I read the whole document, and if it is correct about the mother lying about the state of her previous psychiatric care, and other statements that do not jive with the other people's accounts... well... it's a tough one. At the least, it sounds as if the mom had a different version of events (in the throes of labor), and was not able to communicate that to the judge. Nor to the doctors and nurses in charge of her care. To tell them that she was not outright refusing a C-section, but just that she didn't want to sign the blanket consent form. Reading the document, it looked like enough people including the judge(s) thought that she bordered on psychotic and/or delusional and might harm the child intentionally or unintentionally by her erratic actions. If the document is correct, I'd have a hard time defending her. But looking at just the "labor" part, I can totally identify with her. It appears from her testimony that she merely declined to sign a blanket consent form, in the absence of any indication; from the medical staff's testimony, it appears that there were signs of fetal distress, yet she refused a C-section.
Honestly, it sounds like they just locked horns and grappled for power, and a third party (a patient's advocate?) could/should have come in and mediated the situation at the time, to get her to calm down, to get the staff to calm down, and to work on getting them on the same page. Instead, it escalated like World War II.

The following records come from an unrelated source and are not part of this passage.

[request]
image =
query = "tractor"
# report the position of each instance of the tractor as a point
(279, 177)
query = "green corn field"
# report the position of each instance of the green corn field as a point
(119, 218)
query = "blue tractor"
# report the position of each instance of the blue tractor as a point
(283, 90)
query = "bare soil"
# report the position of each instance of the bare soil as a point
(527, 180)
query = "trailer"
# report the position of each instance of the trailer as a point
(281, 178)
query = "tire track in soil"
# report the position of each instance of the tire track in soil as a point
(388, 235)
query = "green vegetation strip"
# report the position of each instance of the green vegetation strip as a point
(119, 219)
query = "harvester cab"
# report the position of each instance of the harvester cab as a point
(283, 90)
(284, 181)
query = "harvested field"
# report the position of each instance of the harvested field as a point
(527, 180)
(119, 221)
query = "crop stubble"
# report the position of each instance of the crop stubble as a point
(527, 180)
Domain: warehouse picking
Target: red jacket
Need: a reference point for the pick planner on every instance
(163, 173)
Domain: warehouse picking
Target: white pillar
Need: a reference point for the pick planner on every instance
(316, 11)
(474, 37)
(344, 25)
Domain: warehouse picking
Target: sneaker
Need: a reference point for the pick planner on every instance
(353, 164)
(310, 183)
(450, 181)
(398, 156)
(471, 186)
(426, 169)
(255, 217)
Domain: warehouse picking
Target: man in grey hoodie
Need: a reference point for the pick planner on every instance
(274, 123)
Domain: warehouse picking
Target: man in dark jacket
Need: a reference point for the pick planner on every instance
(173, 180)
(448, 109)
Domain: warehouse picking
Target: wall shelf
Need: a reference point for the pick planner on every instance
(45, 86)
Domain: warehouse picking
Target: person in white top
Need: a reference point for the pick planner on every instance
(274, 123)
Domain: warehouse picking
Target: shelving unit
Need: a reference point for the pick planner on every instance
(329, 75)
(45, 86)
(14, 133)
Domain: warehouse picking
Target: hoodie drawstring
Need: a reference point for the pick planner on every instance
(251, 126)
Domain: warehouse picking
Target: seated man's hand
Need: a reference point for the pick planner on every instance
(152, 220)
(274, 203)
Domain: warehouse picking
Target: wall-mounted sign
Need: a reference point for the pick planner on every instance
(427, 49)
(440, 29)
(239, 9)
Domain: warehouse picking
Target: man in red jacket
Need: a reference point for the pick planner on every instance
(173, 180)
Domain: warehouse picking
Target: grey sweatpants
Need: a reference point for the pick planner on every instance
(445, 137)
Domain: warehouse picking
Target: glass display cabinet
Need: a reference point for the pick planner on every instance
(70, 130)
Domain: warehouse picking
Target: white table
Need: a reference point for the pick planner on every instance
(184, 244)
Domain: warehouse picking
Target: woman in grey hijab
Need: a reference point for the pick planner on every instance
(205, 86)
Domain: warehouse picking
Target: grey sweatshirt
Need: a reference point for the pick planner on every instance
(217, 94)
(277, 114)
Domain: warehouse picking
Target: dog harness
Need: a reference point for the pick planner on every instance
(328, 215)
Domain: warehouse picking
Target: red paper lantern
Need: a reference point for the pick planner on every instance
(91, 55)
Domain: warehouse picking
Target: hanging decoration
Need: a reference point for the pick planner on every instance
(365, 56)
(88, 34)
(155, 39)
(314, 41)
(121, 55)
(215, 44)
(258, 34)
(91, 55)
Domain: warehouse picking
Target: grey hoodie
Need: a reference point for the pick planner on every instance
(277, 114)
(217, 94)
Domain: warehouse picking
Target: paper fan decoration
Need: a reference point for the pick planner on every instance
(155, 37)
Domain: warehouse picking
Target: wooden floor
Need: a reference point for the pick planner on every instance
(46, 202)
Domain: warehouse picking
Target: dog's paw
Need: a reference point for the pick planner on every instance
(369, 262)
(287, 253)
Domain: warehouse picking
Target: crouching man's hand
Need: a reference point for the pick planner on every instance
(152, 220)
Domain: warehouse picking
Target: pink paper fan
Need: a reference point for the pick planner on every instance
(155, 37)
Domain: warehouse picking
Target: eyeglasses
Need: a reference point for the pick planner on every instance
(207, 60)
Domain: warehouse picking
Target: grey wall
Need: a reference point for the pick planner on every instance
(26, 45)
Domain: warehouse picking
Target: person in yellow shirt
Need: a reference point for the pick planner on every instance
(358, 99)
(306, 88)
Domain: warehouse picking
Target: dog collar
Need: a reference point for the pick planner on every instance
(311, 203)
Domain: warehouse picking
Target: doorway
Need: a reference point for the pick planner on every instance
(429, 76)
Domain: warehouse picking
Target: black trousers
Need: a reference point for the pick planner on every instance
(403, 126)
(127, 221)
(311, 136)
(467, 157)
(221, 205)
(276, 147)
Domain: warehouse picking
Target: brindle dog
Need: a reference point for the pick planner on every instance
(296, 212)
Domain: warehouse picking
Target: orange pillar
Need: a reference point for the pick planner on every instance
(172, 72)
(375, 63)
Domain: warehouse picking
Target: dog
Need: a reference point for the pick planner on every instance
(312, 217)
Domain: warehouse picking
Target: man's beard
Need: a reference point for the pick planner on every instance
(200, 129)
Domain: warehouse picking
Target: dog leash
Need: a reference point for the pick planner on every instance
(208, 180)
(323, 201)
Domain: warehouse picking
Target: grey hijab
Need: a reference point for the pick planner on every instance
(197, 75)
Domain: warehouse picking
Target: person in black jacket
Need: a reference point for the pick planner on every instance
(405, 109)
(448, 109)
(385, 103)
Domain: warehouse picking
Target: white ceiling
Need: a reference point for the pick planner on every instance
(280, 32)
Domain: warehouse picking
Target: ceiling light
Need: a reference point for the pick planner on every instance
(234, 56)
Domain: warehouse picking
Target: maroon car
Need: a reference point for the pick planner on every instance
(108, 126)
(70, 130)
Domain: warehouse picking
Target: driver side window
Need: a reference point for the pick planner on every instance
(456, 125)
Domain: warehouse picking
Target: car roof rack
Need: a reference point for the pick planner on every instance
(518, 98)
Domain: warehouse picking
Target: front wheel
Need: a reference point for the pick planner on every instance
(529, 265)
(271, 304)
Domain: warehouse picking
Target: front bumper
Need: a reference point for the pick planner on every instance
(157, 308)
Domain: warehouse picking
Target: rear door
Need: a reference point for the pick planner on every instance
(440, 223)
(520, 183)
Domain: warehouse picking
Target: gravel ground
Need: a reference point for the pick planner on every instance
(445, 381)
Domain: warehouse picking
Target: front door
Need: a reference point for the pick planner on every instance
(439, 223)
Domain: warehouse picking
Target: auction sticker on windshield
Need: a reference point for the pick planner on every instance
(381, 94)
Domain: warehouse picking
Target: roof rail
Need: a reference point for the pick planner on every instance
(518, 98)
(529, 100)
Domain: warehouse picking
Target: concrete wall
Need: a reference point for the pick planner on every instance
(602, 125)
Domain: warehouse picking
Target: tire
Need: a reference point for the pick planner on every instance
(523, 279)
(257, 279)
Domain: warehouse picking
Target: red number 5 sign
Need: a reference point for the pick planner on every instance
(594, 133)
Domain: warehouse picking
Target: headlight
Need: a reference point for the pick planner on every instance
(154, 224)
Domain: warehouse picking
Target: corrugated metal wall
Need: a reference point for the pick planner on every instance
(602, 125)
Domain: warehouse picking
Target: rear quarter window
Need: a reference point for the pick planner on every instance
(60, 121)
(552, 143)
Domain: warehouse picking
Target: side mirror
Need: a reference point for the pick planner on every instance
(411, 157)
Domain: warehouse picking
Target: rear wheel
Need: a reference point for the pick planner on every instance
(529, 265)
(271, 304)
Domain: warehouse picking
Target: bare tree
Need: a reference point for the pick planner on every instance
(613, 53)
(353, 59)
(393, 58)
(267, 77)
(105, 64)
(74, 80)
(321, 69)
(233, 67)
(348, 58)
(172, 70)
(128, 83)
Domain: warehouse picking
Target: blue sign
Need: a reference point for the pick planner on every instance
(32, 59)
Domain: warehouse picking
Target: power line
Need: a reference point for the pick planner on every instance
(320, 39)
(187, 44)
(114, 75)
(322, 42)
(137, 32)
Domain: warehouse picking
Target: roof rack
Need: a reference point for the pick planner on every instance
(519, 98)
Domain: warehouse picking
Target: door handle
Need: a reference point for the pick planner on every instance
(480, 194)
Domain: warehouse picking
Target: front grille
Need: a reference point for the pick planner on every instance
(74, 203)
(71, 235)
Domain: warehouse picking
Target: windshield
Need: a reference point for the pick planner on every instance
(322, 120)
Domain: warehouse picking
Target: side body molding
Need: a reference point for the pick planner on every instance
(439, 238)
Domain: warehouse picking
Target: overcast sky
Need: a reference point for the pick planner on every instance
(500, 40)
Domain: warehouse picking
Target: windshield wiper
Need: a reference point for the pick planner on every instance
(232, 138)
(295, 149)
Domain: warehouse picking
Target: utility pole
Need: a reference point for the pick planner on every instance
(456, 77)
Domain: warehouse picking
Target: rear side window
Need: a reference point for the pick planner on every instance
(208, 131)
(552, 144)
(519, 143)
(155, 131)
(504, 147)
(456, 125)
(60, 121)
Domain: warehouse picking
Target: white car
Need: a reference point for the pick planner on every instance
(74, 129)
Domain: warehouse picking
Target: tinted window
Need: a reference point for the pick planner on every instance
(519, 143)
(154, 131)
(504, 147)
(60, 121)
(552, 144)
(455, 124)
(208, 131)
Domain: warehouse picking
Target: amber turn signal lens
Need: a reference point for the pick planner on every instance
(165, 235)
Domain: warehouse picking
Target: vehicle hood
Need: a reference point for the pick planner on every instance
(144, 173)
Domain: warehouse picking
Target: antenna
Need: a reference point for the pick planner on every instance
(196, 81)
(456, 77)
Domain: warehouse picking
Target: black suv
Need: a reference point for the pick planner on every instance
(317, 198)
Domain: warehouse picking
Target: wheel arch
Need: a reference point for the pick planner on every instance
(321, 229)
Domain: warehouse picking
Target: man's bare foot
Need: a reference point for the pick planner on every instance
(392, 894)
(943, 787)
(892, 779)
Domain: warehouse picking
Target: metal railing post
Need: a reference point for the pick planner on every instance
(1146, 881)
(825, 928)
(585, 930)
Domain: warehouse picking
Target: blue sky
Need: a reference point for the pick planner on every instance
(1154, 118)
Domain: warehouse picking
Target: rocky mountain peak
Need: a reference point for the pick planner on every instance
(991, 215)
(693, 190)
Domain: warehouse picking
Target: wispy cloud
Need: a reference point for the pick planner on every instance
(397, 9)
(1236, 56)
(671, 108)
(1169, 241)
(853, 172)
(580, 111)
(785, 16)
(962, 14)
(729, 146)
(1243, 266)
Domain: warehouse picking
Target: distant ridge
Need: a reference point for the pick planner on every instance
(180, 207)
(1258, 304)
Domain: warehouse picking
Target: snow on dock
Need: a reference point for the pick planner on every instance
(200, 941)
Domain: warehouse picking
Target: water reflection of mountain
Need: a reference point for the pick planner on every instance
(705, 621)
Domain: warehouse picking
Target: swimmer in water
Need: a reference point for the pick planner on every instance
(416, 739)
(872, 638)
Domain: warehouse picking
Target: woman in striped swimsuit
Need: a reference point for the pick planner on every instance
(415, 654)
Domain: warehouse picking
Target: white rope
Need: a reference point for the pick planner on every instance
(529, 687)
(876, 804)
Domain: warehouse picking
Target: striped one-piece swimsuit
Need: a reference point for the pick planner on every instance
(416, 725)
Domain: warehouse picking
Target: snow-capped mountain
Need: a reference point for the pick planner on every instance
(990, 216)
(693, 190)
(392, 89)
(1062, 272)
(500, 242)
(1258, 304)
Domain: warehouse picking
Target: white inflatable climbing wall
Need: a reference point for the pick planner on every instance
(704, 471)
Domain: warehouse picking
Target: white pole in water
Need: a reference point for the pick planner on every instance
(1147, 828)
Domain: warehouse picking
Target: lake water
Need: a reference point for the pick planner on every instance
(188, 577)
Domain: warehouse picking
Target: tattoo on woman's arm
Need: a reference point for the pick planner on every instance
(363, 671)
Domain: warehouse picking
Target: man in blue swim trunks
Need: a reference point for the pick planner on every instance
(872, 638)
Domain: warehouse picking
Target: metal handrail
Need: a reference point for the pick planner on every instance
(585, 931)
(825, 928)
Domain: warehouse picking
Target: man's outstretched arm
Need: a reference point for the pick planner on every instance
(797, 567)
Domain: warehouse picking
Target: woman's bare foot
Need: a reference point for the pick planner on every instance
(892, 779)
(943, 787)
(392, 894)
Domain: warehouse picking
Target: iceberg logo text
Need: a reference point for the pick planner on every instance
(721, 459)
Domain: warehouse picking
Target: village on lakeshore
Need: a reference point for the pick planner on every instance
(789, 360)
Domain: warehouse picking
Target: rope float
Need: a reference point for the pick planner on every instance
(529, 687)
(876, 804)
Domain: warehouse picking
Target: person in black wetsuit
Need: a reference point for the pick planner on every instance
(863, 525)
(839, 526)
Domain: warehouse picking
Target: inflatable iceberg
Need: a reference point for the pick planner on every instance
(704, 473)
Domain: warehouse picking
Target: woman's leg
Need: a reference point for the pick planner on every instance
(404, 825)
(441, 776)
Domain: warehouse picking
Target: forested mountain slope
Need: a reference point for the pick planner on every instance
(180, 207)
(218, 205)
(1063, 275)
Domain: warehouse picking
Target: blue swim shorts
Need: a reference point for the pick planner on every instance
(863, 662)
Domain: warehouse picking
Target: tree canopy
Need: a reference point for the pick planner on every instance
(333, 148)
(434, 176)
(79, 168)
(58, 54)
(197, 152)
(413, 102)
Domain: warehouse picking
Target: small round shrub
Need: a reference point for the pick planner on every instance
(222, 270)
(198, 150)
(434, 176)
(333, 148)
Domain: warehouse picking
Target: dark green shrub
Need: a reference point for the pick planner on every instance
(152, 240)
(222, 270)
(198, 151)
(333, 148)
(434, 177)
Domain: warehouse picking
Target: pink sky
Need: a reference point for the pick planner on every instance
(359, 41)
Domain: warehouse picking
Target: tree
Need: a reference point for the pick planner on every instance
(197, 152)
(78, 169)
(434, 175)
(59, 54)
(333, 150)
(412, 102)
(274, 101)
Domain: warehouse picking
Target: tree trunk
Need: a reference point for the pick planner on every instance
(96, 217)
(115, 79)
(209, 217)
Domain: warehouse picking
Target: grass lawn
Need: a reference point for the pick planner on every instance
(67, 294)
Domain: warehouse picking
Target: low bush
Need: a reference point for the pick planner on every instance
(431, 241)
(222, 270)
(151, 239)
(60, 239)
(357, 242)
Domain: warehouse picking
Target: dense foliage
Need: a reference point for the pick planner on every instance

"But what I cannot imagine is being told that there would be a hearing in two days where it would be decided if I could be reunited with my child and just blowing it off."
Sure. Unless the social worker didn't really convey the information clearly to the distraught parents. She says that she tried.
This is one of those stories I'd prefer not to judge without hearing something first-hand. It sounds like there was plenty of misunderstanding over her competence that stemmed from fighting off unnecessary procedures.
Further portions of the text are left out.